ValWood commented 2 years ago

This is the final proposal after consulation with Janni:

Nitrogen starvation and nitrogen stress and amino acid starvation and amino acid stress terms are used differently in the community. The difference is important because for those studying TOR signalling these stresses have different responses (but use the same pathway).

Having these terms correctly defined is important to create GO-CAM models for these pathways. because the same signalling pathways have different outcomes in response to starvation vs limitation. It is more than just semantics.

Proposal below involves descendants of the term:

GO:0043562 cellular response to nitrogen levels Definition Any process that results in a change in state or activity of a cell (in terms of movement, secretion, enzyme production, gene expression, etc.) as a result of a stimulus reflecting the presence, absence, or concentration of inorganic nitrogen.

1. nitrogen starvation: Current definition: Any process that results in a change in state or activity of a cell (in terms of movement, secretion, enzyme production, gene expression, etc.) as a result of deprivation of nitrogen. Revise to: Any process that results in a change in state or activity of a cell (in terms of movement, secretion, enzyme production, gene expression, etc.) as a result of the deprivation of nitrogen to a level below that required to sustain cell division.
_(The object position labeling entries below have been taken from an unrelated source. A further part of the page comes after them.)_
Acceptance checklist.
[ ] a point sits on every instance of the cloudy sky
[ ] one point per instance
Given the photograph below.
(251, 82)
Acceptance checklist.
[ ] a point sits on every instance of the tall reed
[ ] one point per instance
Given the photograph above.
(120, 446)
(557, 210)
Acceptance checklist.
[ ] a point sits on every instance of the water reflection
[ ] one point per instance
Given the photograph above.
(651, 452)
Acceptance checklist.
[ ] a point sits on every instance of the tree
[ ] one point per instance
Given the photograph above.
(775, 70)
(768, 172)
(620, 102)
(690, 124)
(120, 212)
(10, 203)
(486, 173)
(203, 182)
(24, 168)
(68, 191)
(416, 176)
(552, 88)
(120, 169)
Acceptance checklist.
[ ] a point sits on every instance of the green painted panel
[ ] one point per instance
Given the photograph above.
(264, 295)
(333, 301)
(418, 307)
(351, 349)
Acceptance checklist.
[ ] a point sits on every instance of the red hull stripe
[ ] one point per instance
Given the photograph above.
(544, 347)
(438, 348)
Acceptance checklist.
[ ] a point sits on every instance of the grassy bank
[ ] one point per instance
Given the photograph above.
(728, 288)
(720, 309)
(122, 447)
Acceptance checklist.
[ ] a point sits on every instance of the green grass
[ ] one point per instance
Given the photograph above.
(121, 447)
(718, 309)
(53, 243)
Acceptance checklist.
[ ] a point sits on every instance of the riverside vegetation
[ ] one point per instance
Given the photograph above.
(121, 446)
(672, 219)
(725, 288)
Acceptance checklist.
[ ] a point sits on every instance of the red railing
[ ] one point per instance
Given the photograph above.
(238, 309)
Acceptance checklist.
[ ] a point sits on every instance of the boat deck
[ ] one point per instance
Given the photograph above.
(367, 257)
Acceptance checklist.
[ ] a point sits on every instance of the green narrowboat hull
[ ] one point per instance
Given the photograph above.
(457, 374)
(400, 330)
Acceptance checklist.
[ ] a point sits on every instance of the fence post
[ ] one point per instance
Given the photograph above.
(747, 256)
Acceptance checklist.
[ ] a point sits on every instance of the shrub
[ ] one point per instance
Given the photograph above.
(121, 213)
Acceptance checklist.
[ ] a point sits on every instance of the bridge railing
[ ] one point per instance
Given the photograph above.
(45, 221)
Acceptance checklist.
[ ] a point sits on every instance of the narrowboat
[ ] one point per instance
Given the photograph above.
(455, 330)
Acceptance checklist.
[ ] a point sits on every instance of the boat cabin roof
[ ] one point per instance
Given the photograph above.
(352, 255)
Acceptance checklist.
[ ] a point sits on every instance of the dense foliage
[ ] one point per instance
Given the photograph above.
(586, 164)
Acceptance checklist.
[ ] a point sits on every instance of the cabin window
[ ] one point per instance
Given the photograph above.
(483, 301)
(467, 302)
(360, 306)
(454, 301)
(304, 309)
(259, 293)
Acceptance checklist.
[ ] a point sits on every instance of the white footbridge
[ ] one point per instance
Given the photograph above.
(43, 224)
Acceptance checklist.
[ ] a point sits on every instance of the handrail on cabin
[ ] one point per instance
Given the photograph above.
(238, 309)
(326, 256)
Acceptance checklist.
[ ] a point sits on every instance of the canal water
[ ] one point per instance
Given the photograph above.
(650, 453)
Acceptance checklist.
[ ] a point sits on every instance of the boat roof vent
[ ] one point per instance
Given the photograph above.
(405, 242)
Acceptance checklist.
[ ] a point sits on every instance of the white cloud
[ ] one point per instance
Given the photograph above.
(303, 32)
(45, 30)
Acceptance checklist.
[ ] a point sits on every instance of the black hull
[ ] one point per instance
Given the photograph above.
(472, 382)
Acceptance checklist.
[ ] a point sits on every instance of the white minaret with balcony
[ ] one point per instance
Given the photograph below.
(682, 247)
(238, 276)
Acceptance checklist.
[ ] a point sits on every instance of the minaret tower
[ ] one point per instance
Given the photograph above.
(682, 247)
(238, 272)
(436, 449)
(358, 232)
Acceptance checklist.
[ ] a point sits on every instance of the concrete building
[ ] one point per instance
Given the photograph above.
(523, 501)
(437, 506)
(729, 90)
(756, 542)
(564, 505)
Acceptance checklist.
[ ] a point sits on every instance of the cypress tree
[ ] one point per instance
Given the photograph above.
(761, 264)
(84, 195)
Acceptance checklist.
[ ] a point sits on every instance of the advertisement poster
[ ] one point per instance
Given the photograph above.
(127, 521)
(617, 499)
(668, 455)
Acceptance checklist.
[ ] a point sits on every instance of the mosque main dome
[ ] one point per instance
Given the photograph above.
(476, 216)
Add Comment: In yeast nitrogen starvation results in a reversible arrest of proliferation (i.e. cell cycle exit). Reference PMID:33823663

Rationale. The wikepedia definition of https://en.wikipedia.org/wiki/Starvation “starvation” Is below the level required to maintain an organism's life (extreme malnutrition), and this is really how it is used in biology. Howe er, to allow for organisms that can enter quiescence in response to nitrogen starvation the definition for G is altered a little.

New term request nitrogen stress: Any process that results in a change in state or activity of a cell (in terms of movement, secretion, enzyme production, gene expression, etc.) : as a result of the reduction in bioavailable nitrogen.

Add Comment
This can include reduction in bioavailable nitrogen by changing diet to 
a poor nitrogen source.  In yeast reduced available nitrogen 
concentration resets the cell sizer and results in earlier mitotic entry 
and division at reduced size.

References This is the seminal paper for this PMID: 872891 P Fantes, P Nurse Control of cell size at division in fission yeast by a growth-modulated size control over nuclear division also add for more recent TOR and endosulphine pathway papers PMID:17952063 PMID:33823663 PMID: 26776736 Add synonym “nitrogen limitation” Add related synonym “poor nitrogen course” Add exact synonym “amin acid stress”

GO:1990928 response to amino acid starvation Please add the parent “response to nitrogen starvation” This is a type of nitrogen starvation. In higher eukaryotes it refers to the removal of protein from food (i.e the complete nitrogen sources), and in yeast it refers also to nitrogen starvation.